Rather, Blanche tried to frame the actions as ordinary legal maneouvres.
He presented Cohen with a copy of the nondisclosure agreement Daniels signed and noted Trump’s signature was nowhere to be found on it. Then he asked Cohen, “In your mind, then and now, this is a perfectly legal contract, correct?”
Cohen agreed. “Yes, sir.”
He also had Cohen confirm that nondisclosure agreements were a regular practice in business law.
Blanche further questioned whether the hush-money payments had anything to do with the 2016 election at all.
He pointed to past statements Cohen made about a separate hush-money payment made to a doorman, saying that Trump was “concerned” about the doorman’s story because “it involved people that still worked with him and worked for him”.
The defence also raised comments where Cohen echoed Trump’s allegation that Daniels was extorting him for money to keep quiet.
“In your mind, there were two choices: pay or don’t pay and the story comes out,” Blanche asked Cohen, who replied with his usual, “Yes, sir.”
The cross-examination of Cohen is set to resume on Monday. Trump had requested the trial take a recess on Friday to allow him to attend the graduation of his youngest son, Barron.
Trump surrogates crowd the court
As much as Cohen was in the spotlight during the day’s proceedings, so too were the gaggle of Republican lawmakers who accompanied Trump to court.
Trump is famous for demanding loyalty from his fellow Republicans — and so, as the trial stretches on, several prominent politicians have made the pilgrimage to the Manhattan Criminal Court to show their support.
On Thursday, that entourage included no fewer than nine members of the US House of Representatives, including Florida firebrand Matt Gaetz, Colorado’s Lauren Boebert and Arizona’s Andy Biggs.
In fact, so many members of the House Oversight Committee were in attendance that a vote was delayed to allow them to fly back from New York to Washington, DC.
That vote concerns a resolution to hold Attorney General Merrick Garland in contempt for failing to turn over audio recordings related to another Trump case, this time pertaining to his handling of classified documents after leaving office.
While in New York, though, several of the representatives took the opportunity to denounce the myriad legal troubles facing Trump.

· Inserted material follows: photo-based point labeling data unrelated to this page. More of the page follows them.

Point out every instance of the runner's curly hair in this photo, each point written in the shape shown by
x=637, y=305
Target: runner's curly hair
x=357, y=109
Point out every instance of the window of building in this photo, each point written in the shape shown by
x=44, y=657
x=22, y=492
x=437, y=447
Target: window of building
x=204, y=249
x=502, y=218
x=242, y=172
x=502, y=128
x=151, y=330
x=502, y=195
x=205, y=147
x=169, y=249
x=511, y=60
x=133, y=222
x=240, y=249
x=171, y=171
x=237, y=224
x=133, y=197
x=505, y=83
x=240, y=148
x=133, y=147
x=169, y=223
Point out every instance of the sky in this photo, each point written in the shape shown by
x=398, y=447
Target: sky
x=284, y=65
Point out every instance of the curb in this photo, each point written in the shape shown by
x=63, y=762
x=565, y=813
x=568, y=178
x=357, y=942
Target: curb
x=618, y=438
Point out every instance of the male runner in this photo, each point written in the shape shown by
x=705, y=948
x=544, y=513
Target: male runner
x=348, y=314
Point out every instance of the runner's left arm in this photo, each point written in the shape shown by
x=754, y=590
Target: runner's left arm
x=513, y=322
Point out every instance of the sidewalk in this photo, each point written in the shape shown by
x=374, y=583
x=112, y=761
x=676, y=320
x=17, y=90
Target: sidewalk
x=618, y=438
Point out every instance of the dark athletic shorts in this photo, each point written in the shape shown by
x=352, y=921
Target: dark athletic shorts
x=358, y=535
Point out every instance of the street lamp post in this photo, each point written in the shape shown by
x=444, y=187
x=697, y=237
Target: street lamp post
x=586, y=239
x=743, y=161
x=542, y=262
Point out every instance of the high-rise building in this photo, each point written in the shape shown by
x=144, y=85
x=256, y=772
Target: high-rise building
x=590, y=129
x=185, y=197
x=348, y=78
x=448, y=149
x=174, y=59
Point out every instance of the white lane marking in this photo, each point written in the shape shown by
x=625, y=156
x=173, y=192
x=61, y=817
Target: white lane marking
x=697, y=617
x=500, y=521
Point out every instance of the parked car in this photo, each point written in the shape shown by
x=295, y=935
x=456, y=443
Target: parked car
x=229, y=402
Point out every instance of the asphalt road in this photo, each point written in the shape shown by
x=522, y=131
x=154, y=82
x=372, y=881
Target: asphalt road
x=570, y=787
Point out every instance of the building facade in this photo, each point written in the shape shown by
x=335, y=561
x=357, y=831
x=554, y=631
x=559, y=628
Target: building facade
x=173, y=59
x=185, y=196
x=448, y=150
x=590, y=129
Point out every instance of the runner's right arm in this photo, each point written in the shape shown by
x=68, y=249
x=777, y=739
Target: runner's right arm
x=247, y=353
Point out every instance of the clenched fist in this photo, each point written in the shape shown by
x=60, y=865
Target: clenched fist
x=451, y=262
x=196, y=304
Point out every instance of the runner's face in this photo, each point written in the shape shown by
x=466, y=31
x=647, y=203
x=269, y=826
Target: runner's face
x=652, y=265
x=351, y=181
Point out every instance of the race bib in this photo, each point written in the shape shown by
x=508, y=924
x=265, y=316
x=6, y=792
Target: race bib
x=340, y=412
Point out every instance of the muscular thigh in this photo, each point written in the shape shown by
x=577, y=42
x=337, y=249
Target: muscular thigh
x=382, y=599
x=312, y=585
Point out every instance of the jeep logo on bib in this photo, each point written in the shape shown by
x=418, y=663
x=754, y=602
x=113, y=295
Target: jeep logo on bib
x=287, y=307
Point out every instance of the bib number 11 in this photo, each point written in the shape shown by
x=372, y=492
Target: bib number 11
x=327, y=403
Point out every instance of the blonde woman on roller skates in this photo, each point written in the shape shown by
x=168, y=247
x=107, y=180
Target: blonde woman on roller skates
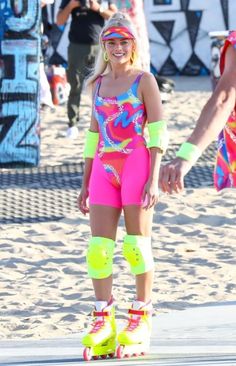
x=121, y=174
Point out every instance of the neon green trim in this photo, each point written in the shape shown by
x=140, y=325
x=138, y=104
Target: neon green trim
x=100, y=257
x=158, y=135
x=91, y=143
x=137, y=251
x=189, y=152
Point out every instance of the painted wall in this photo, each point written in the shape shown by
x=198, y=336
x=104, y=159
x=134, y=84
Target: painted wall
x=178, y=33
x=19, y=81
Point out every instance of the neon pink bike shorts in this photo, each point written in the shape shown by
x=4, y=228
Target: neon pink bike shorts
x=134, y=176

Gaetz, for instance, described Trump as the “Mr Potato Head of crimes”, a reference to a children’s toy with interchangeable parts.
He explained that prosecutors “had to stick together a bunch of things that did not belong together” to cobble together a case against the ex-president.
Gaetz also sparked criticism for a social media post he made on Thursday morning, showing him watching Trump enter the courtroom.
“Standing back and standing by, Mr President,” Gaetz wrote.
Critics pointed out that his words echoed a statement Trump made in 2020 when asked in a televised debate about white supremacist groups and far-right militias like the Proud Boys.
“Proud Boys, stand back and stand by,” Trump said at the time. He later denied knowing who the Proud Boys were. Senior members of the group have since been found guilty and sentenced to prison for their participation in the storming of the US Capitol on January 6, 2021.